Historically, the vitamin concept arose out of nutritional studies that demonstrated the dietary requirements of additional factors not supplied by a diet of protein, carbohydrate and fats. These substances are 'specific in function' and are required by the body in very small amounts, and were termed vitamins by Casimir Funk (see Hopkins' Nobel Lecture).
One substance that comes very close to being a vitamin for another organism but not for humans is biopterin, although I suspect that the term 'essential growth factor' is more appropriate than 'vitamin', given the current state of biochemical knowledge.
The organism is the protozoan Crithidia fasciculata, which requires the unconjugated pteridine biopterin as growth factor (Patterson et al).
Despite this requirement, and despite the fact that this metabolic need is the basis of an assay for unconjugated pteridines (Dewer and Kidder), no one knows the molecular basis (although there are some suggestions that is it required in pyrimidine biosynthesis) (see Kaufman)
Dewer and Kidder go further and state that "the only organisms at present known to have a dietary requirement for an unconjugated pteridine are members of the flagellate order Kinetoplastida (trypanosomids)" although personally I have never been able to confirm this except for Crithidia. Trypanosomes (the causative agent of sleeping sickness), for example, have never been shown, as far as I am aware, to require an unconjugated pteridine.
Humans, of course, do require an unconjugated pteridine (in the form of tetrahydrobiopterin, or BH4): it is the cofactor for phenylalanine hydroxylase, tyrosine hydroxylase, trytophan hydroxylase, for an enzyme involved in the oxidation of glyceryl ethers, and for nitric oxide synthase (among other roles).
However, it is not a vitamin! We can synthesis it (from GTP, as it so happens). This aspect is discussed in detail by Kaufman, as is the essential role of BH4 in neurotransmitter biosynthesis.
None of the above enzymic systems are known to occur in Crithidia (Kaufman). This organism, for example, cannot convert Phe to Tyr: the only enzymic system, or enzymic systems, capable of converting Phe to Tyr require an unconjugated pteridine (no cytochrome P450 system, for example, is capable of this transformation).
Both plants and E.coli are also of interest.
The evidence for any BH4-requireing enzyme in plants is scant. Plants can synthesise Phe and Tyr (they have the enzymes of the shikimate pathway) but they cannot convert Phe to Tyr. Phenylalanine hydroxylase, for example, has never been isolated from a plant source.
The same applies to E.coli. This organism has no requirement for an unconjugated pteridine and cannot convert Phe to Tyr (see Miller and Simmonds and Kaufman).
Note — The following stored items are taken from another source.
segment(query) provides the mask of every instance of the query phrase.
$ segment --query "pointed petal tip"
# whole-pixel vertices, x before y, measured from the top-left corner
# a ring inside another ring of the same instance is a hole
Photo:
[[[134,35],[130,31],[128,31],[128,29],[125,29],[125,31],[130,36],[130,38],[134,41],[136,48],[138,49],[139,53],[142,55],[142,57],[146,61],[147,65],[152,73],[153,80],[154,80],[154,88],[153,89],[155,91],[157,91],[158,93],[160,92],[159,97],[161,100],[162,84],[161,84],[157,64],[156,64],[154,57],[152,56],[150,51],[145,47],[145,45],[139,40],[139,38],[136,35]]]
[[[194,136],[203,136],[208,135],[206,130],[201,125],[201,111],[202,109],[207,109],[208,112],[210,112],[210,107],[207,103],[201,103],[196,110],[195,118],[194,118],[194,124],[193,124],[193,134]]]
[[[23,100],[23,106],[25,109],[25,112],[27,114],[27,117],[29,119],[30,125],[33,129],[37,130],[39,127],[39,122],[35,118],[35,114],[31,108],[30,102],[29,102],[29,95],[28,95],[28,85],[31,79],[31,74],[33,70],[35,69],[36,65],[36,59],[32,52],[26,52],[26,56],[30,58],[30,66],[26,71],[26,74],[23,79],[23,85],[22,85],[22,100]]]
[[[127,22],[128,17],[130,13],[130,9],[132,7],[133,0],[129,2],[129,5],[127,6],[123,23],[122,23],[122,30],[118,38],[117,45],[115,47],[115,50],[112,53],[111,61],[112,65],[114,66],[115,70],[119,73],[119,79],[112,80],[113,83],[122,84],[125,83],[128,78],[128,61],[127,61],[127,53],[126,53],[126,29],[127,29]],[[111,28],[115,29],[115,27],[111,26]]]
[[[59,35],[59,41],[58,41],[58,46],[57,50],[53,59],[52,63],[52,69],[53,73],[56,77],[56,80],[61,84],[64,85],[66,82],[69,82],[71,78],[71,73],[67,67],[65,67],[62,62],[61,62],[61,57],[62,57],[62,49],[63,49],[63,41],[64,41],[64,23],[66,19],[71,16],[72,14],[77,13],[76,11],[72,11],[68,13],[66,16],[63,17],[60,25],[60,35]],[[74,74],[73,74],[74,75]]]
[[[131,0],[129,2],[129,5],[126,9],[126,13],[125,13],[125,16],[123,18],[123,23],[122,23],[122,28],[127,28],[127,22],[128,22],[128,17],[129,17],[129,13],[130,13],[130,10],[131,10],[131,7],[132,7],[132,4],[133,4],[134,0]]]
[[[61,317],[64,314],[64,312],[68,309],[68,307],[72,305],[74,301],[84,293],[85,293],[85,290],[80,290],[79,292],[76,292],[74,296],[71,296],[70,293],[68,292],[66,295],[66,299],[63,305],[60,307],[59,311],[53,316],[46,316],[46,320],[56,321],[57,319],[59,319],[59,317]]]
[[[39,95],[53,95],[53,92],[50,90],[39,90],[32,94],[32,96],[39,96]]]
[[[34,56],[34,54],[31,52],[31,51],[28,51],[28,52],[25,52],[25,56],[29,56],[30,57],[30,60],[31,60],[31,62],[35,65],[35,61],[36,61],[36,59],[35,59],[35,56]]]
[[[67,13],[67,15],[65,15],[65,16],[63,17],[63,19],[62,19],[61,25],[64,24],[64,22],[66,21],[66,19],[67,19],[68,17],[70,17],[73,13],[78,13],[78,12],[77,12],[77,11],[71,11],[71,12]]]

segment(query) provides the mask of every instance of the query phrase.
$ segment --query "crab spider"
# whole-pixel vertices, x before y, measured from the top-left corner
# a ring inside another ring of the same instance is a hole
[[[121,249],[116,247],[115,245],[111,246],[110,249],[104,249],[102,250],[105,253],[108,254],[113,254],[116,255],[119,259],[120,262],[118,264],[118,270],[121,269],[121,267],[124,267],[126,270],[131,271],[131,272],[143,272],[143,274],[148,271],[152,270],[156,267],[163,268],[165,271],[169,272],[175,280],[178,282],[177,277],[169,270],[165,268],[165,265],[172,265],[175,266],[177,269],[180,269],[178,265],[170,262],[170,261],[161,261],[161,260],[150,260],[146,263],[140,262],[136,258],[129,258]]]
But this is not the case for all bacteria. Those, such as Chromobacterium species (ref), that are capable of using Phe as a carbon source have phenylalanine hydroxylase, which requires BH4 (or a closely related pteridine) as cofactor. In these cases, too, the pteridine (BH4?) is not a vitamin but is synthesized de novo from GTP.
Thus, to summarize. The only organism known to require an unconjugated pteridine as a dietary growth factor is Crithidia fasciculata but no one knows why. You and I (as humans) require BH4 as cofactor for key hydroxylation reactions, including the conversion of Phe to Tyr, but it is not a vitamin: we synthesis it. Plants and E.coli have no known requirement for biopterin (or any unconjugated pteridine) and cannot convert Phe to Tyr. Some bacteria, however, do require BH4 (or a closely related pteridine) as cofactor for hydroxylation reactions but these organisms also synthesis it.